This is a funny thread to me because my frustration is at the intersection of your comments: I keep wanting sqlite for writes (and lookups) and duckdb for reads. Are you aware of anything that works like this?
Aha! That makes so much sense. Thank you for this.
Edit: Ah, right, the downside is that this is not going to have good olap query performance when interacting directly with the sqlite tables. So still necessary to copy out to duckdb tables (probably in batches) if this matters. Still seems very useful to me though.
Analytics is done in "batches" (daily, weekly) anyways, right?
We know you can't get both, row and column orders at the same time, and that continuously maintaining both means duplication and ensuring you get the worst case from both worlds.
Local, row-wise writing is the way to go for write performance. Column-oriented reads are the way to do analytics at scale.
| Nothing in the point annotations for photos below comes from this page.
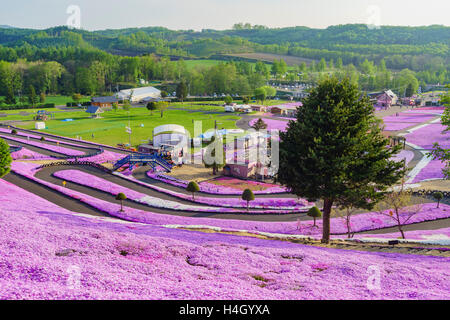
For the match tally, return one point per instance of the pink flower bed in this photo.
(426, 136)
(360, 222)
(239, 186)
(105, 156)
(398, 126)
(208, 187)
(19, 133)
(432, 171)
(438, 236)
(48, 252)
(405, 120)
(92, 181)
(409, 117)
(272, 124)
(24, 154)
(374, 220)
(58, 149)
(266, 203)
(406, 155)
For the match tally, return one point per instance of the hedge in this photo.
(19, 107)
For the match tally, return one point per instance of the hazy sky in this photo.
(222, 14)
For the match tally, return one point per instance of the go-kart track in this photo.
(91, 186)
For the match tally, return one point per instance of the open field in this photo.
(110, 129)
(270, 57)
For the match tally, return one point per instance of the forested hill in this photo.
(416, 48)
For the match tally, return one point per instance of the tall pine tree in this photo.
(335, 151)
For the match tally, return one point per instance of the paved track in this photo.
(76, 206)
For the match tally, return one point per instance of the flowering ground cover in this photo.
(26, 134)
(360, 222)
(439, 236)
(51, 253)
(374, 220)
(240, 185)
(92, 181)
(409, 117)
(433, 170)
(405, 120)
(105, 156)
(427, 135)
(406, 155)
(58, 149)
(424, 137)
(268, 114)
(223, 185)
(267, 203)
(26, 154)
(272, 124)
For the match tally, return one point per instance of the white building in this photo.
(139, 94)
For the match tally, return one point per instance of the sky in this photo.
(220, 14)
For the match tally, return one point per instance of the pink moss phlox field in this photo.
(58, 149)
(441, 236)
(48, 252)
(28, 169)
(104, 157)
(360, 222)
(374, 220)
(26, 154)
(406, 155)
(208, 187)
(409, 117)
(426, 136)
(267, 203)
(26, 134)
(92, 181)
(433, 170)
(272, 124)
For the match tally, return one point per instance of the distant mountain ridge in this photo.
(401, 46)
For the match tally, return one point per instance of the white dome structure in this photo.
(172, 135)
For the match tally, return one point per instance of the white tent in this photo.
(139, 94)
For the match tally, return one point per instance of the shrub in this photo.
(248, 196)
(121, 196)
(193, 187)
(315, 213)
(438, 196)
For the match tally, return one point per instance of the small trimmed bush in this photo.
(248, 196)
(438, 196)
(193, 187)
(121, 197)
(315, 213)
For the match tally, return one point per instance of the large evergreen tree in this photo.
(5, 158)
(335, 150)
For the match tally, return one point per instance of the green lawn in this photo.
(110, 129)
(62, 100)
It seems alright to have a sync process that does the order re-arrangement (maybe with extra precomputed statistics, and sharding to allow many workers if necessary) to let queries of now historical data run fast.
I think you could build an ETL-ish workflow where you use SQLite for OLTP and DuckDB for OLAP, but I suppose it's very workload dependent, there are several tradeoffs here.
Right. This is what I want, but transparently to the client. It seems fairly straightforward, but I keep looking for an existing implementation of it and haven't found one yet.
It's not bad if you need something quick. I haven't had a large need of ANN in duckdb since it's doing more analytical/exploratory needs, but it's definitely there if you need it.